Kill Girl - Tödliches Verlangen von A.R. Torre


*Rezensionsexemplar


„Deanna Maddens Leben funktioniert, solange sie die Regeln befolgt: 

1. Verlasse niemals die Wohnung. Nicht in einem Notfall. Nicht, um Besorgungen zu machen. Die Tür bleibt verschlossen. Immer. 

2. Entwickle niemals Gefühle für einen Kunden. Ziehe dich aus, stelle dich vor die Kamera und performe. Hüte ihre Geheimnisse. Wenn sie dich fragen, erzähle ihnen Lügen. 

3. Töte niemanden. 

Diese Regeln befolgte Deanna seit drei Jahren, und ihr Leben funktionierte. Bis sie anfing, die Regeln zu brechen …“


2020 mit einem guten Buch beendet und das neue Jahr 2021 mit einem guten Buch begonnen. So gefällt mir das. Kill Girl habe ich direkt in einem Rutsch durchgelesen. Ich konnte es keine Sekunde aus den Händen legen, es hat mich richtig gefesselt.

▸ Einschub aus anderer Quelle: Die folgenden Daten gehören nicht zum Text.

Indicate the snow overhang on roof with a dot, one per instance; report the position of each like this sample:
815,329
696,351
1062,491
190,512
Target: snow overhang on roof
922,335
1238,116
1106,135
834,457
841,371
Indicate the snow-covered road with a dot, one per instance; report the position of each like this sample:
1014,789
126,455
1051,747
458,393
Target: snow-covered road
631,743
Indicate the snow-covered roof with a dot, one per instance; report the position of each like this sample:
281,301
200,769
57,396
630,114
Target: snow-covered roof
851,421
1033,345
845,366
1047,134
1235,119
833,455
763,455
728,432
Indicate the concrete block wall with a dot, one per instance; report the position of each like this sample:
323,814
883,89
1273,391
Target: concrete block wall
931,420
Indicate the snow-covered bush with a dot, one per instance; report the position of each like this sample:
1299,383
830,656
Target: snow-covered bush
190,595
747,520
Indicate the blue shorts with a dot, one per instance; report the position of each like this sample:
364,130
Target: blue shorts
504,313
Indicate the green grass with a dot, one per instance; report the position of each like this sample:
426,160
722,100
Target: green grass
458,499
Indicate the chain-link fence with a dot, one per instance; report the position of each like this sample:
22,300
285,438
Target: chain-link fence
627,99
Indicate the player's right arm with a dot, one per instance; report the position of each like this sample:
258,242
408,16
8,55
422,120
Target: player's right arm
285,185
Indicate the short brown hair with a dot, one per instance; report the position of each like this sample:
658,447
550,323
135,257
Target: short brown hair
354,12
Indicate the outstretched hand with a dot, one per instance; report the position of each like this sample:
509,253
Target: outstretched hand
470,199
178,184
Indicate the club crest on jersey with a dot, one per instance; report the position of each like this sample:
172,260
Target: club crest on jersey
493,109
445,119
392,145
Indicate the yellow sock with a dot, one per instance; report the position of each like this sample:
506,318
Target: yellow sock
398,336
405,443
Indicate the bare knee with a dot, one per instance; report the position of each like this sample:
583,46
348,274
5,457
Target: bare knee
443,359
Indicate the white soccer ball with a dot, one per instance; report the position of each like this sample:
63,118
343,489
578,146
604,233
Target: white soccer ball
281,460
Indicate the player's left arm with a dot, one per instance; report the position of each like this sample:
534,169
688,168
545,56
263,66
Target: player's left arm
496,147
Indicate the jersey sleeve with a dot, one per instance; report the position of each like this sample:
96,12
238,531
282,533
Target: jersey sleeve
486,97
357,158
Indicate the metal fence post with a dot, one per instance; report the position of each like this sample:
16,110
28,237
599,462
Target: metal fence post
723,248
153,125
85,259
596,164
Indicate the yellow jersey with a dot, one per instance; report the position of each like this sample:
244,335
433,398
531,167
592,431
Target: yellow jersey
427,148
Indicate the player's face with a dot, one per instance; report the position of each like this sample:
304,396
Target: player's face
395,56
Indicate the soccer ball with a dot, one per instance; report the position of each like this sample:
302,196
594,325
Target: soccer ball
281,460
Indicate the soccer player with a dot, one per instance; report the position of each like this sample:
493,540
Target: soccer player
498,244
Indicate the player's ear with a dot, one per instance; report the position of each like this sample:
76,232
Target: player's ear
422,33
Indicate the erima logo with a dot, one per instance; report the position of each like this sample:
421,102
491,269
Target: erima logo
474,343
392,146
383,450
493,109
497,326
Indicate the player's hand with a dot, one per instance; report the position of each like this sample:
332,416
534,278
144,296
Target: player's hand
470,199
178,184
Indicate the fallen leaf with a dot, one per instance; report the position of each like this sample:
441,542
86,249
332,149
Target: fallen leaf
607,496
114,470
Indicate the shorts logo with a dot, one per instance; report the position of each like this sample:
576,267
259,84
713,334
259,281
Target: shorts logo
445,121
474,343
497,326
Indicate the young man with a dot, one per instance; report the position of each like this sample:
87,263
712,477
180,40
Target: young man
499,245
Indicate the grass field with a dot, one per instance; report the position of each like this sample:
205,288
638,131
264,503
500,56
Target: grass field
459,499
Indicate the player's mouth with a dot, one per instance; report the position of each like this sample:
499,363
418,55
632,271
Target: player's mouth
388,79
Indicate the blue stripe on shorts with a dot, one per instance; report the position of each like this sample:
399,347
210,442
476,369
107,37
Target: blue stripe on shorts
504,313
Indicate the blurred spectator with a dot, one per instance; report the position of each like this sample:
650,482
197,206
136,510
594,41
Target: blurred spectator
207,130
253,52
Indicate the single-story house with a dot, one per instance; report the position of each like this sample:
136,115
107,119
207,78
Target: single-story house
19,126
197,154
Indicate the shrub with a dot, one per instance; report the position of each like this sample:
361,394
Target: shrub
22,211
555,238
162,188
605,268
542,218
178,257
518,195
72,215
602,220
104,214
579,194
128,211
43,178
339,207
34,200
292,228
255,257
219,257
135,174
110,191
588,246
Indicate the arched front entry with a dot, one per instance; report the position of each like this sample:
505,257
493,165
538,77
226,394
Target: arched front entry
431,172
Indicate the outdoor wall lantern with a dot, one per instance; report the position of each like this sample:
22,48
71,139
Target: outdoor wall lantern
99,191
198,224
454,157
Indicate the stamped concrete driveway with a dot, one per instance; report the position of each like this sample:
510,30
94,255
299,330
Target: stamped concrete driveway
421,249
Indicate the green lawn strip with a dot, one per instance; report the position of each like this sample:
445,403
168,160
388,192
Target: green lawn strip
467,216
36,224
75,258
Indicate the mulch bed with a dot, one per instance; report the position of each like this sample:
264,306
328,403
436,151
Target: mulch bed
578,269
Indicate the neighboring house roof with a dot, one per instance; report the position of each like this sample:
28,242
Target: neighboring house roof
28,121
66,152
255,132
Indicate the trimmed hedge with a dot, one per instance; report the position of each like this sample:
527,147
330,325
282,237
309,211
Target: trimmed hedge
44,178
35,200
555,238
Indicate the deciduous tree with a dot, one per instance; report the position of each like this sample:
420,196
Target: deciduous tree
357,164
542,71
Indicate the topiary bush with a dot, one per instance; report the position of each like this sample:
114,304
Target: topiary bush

Deanna ist ein Camgirl mit einem sehr tödlichen Verlangen. Sie hat beschlossen, sich nicht aus ihrer Wohnung zu entfernen, ihren Job zu machen und so ihre Triebe vor der Außenwelt fernzuhalten. Für mich war es sehr interessant, in das Geschäft des Camens reinzuschnuppern, es ist ein Job wie jeder andere. Man verdient damit seinen Lebensunterhalt. Punkt. Die Autorin schafft eine sehr detaillierte Umgebung rund um Deannas Job, da knistert es definitiv in der Luft. Was ich mochte war, dass es zwar sehr viel Erotik gibt, aber nicht so plump beschrieben wurde von der Autorin.
Die Protagonistin, Deanna, war mir sehr sympathisch und ich mochte sie - trotz ihre Mordtriebe. Sie ist jung, selbstbewusst, strukturiert und irgendwie nett. Dämonisch nett. Irgendwie war es auch ein zwiegespaltenes Gefühl, da sie ja trotzdem irgendwie unheimlich ist und Morde begegnen möchte. Als Leserin habe ich mich natürlich daran versucht, hinter Deannas Fassade zu schauen und zu ergründen, woher diese Triebe kommen. Was man in einigen Kapiteln noch über sie erfährt ist echt erstaunlich. Es ist auf jeden Fall ein richtiger Mindfuck, dahinter zu steigen, wieso Personen so sind wie sie sind.
Sympathie überwiegt hier aber sehr krass die Antipathie. 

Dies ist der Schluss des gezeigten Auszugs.